December 14, 2018
By Ryan Prete
A tax incentive package potentially worth tens of million of dollars that enticed Apple Inc. to build a $1 billion campus in Austin, Texas, has an extra sweetener.
Apple can create less than three-fourths of the initial 4,000 jobs it has pledged and still be eligible for incentives, according to a copy of the agreement obtained by Bloomberg Tax. That package includes a $25 million state grant and a 15-year-long, 65 percent property tax cut.
Apple has a target of creating an average of 600 jobs every two years to qualify for the property tax abatement, according to the economic development agreement between Apple and Williamson County—a region about ten miles north of Austin. But the company only needs to meet 70 percent of that goal to start getting a payback.
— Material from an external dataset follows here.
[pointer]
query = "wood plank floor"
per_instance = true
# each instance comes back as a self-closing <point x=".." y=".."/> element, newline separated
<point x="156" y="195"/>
Greg LeRoy, executive director at Good Jobs First, a Washington-based policy resource center that analyzes tax incentives, said Dec. 14 that the agreement sets a “very low bar.”
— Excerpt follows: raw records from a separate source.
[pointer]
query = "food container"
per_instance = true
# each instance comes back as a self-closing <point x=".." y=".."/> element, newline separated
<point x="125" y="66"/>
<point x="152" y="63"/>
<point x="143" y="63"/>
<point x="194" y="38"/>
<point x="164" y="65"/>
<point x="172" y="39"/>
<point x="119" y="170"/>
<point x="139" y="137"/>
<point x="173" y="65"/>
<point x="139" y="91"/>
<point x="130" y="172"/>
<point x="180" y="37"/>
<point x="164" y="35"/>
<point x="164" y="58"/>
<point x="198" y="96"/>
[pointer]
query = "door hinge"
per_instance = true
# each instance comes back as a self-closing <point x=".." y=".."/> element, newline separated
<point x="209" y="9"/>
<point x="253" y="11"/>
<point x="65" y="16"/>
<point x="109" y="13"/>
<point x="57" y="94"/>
“Apple would lose a pro-rated share of the tax rebate if it created between 70-99 percent of the jobs, but it wouldn’t lose the whole 15-year deal,” LeRoy said. “I still consider 70 percent to be a low bar for a long-term shortfall. Apple could fall short for 15 years and still keep the basic deal, albeit trimmed.”
In a Dec. 13 news release, Apple said its new campus “will initially accommodate 5,000 additional employees, with the capacity to grow to 15,000.”
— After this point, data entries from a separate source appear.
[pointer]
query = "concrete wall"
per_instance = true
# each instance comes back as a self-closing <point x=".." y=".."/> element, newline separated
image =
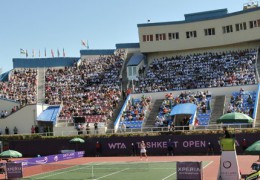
<point x="201" y="41"/>
<point x="214" y="91"/>
<point x="7" y="105"/>
<point x="22" y="119"/>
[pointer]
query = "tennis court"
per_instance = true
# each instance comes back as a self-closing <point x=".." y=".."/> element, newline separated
<point x="113" y="171"/>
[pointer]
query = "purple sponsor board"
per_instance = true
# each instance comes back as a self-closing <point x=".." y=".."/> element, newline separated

A representative from Apple didn’t immediately respond to a request for comment on the economic development agreement.
Apple announced Dec. 13 its plan to invest $1 billion in its new Austin campus.
“Apple is proud to bring new investment, jobs and opportunity to cities across the United States and to significantly deepen our quarter-century partnership with the city and people of Austin,” Tim Cook, Apple CEO, said in a news release.
The 133-acre campus is also a part of Apple’s pledge to create 20,000 new jobs in the U.S. by 2023.
Kasia Tarczynska, a research analyst at Good Jobs First, told Bloomberg Tax there is no way to estimate how much the company could benefit from the 65 percent property tax abatement but that it would “probably be in the tens of millions of dollars.” Tarczynska said the agreement will be debated by Williamson County officials Dec. 18, but she doesn’t expect there will be any roadblock to the plan’s approval.
“These type of agreements are typically sprung onto the public. There probably won’t be much public discussion, and it should be quickly approved,” she said.